TWO AND A HALF hours to Adelaide, then a quick climb into the hills, the road fast until he turned off for Balhannah. Cooler air up here, scented with spring grasses. He’d struck some Sunday-lunch traffic but the road was quiet now, lunchgoers sprawled at home or in cafés. Greenery pushed in on him from both sides, and he was
woolgathering, not fully engaged, when the siren whooped.
A patrol car, in snarling white and martial black. A 90 km/h zone and Hirsch was doing 85. All his electrics worked: brake light, indicator light. No broken lenses. No failure to stop back there at the crossroads, no failure to give way. So Hirsch woke up pretty quickly, the daydreams dissipating like smoke.

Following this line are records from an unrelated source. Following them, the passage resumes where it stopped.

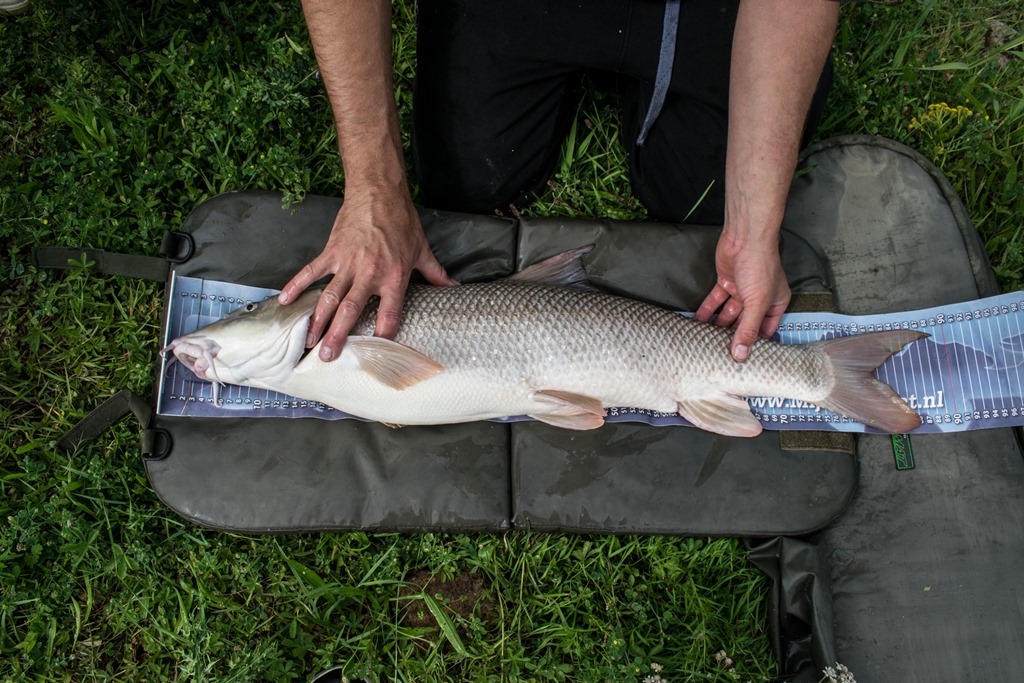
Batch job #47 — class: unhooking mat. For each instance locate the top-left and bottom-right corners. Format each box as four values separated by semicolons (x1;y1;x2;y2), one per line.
41;137;1024;683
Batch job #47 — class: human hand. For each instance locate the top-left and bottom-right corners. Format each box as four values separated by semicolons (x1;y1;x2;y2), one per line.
278;194;458;361
694;232;791;361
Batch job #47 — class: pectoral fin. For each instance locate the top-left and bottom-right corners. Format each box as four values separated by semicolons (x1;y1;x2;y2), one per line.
676;393;761;436
343;337;444;391
529;389;605;429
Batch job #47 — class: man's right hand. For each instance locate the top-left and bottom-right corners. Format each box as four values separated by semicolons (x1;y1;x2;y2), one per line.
278;188;458;361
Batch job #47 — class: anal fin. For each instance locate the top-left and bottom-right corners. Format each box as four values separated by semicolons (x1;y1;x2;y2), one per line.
677;393;761;436
529;389;605;430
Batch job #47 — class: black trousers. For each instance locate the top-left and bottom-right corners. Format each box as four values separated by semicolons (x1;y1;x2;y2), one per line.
413;0;831;225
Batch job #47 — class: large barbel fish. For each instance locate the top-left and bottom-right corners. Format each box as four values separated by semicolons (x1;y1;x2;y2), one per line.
164;247;927;436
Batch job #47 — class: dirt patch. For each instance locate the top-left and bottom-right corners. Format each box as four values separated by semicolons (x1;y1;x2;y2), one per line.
398;569;495;629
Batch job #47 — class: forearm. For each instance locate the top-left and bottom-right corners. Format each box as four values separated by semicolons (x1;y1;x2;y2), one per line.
302;0;408;194
725;0;839;248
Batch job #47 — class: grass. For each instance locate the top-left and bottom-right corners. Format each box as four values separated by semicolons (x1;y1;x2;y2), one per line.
0;0;1024;682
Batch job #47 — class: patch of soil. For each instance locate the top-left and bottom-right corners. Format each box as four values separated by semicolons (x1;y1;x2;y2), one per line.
398;569;495;629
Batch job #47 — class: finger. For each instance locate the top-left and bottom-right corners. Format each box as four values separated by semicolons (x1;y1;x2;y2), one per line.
278;258;326;304
693;285;729;323
306;275;351;348
319;291;370;362
374;281;406;339
729;310;761;362
760;309;784;339
715;299;743;328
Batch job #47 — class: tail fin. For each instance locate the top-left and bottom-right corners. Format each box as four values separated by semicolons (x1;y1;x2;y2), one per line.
815;330;928;434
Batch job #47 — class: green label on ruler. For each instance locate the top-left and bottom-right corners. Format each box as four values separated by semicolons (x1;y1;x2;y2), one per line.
893;434;914;471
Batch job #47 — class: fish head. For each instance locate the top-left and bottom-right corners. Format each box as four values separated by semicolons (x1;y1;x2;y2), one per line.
161;290;321;388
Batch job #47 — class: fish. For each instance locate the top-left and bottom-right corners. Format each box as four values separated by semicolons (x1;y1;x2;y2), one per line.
162;245;928;437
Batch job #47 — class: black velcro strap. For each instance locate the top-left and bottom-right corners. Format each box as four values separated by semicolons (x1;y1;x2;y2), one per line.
57;389;171;460
32;247;170;283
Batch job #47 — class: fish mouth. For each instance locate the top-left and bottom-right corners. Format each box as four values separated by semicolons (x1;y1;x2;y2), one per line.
160;337;223;387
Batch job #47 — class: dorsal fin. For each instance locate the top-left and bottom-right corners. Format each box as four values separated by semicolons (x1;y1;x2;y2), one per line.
508;245;596;290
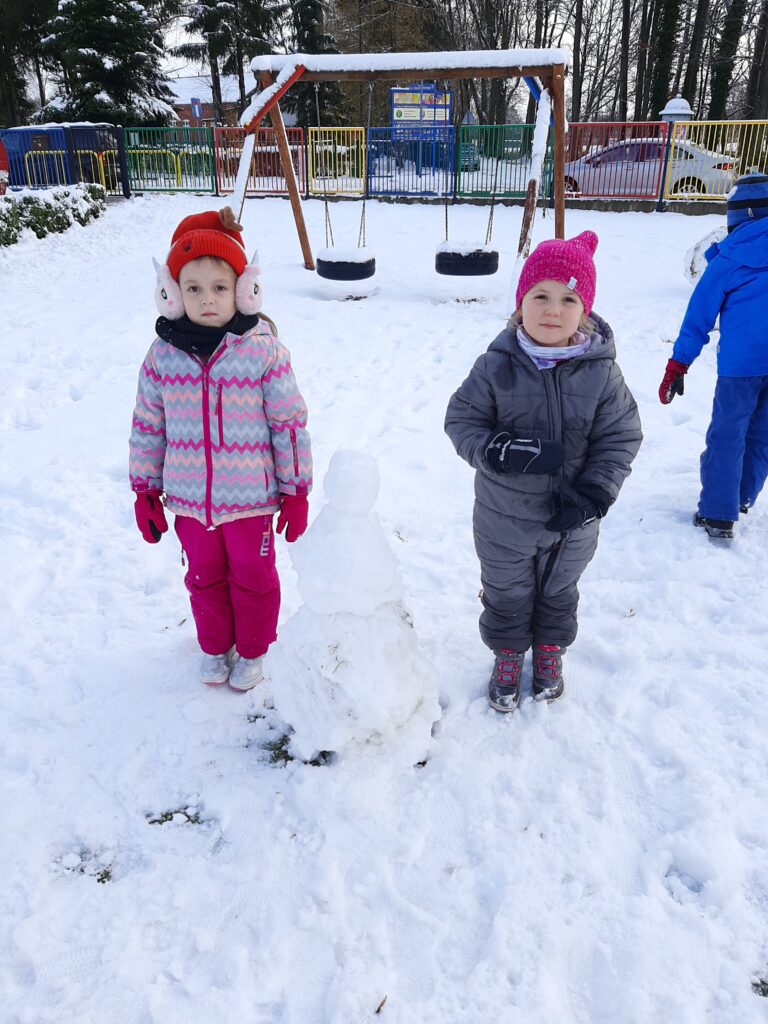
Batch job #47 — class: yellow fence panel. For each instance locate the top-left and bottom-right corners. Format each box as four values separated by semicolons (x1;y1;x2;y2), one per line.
664;121;768;200
308;128;366;196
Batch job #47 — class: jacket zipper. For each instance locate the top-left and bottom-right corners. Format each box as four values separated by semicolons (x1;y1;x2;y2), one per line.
216;381;224;445
291;429;299;482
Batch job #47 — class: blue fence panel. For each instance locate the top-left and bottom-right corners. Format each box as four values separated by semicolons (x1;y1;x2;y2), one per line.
368;125;456;196
2;127;72;188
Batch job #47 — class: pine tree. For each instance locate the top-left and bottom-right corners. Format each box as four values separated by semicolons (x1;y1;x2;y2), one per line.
0;0;55;126
709;0;746;121
41;0;175;125
285;0;341;127
649;0;681;119
220;0;289;111
173;0;231;123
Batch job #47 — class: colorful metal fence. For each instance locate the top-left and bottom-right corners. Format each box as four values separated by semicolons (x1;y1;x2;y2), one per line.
213;128;306;196
3;124;124;195
456;125;552;198
307;128;366;196
125;128;216;193
368;125;455;196
9;121;768;200
664;121;757;199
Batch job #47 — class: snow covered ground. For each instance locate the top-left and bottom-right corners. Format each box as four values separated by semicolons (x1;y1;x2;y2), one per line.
0;196;768;1024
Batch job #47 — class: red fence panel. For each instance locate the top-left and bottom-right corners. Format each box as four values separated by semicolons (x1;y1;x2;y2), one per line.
565;121;669;199
213;128;306;196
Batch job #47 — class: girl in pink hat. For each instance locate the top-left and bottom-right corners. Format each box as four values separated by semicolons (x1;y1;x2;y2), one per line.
445;231;642;712
130;208;312;690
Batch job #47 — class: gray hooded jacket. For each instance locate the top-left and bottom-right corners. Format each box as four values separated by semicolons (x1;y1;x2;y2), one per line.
445;312;643;528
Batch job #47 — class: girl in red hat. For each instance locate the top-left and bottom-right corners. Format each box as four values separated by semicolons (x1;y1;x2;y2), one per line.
445;231;642;712
130;208;312;690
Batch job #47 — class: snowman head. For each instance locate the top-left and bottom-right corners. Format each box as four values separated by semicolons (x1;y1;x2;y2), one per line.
323;449;379;515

If they wanted to pat him down they’d find the Beretta around his ankle and no paper to go with it.
He pulled over onto the verge and sat there, motor running, watching the rearview mirror. Two figures on board, but the angled windscreen gave him no more than shapes, heads and shoulders. Time passed and Hirsch felt for the pistol and tucked it against his thigh, under a flap of his street directory. They could have been calling it in, he supposed, but didn’t seriously suppose it. Or they had their windows down and were gauging sounds, here above the plain, in the land of little hill towns and doubling-back, up-and-down roads. You’d soon hear a vehicle coming. If you were here to kill Hirsch, you’d want to wait until the coast was clear.
A car did come, an unmarked white Holden. Hirsch watched it crawl past, pull over and reverse until he was hemmed in. He cranked a cartridge into the firing chamber of his pistol, safety off.
Nothing happened, and then something happened. There were four men in the Holden, plain-clothed, and one of the rear passengers held up a mobile phone, waggling it at Hirsch without revealing more than a white shirt cuff under a dark suit sleeve and a shaven bullet head.
Was he to expect a phone call? Make a phone call? Hirsch took his Motorola from the dash cradle, clamped it against the windscreen, his way of saying, “Your move.”
The Motorola screen, slumbering, woke with sound and light. Hirsch said, “Hello.”
“Hello?” his mother said.
So Hirsch said, “Hello,” wondering how the pricks had managed to network the call.
When there was no response, he said, “Mum, it’s me.”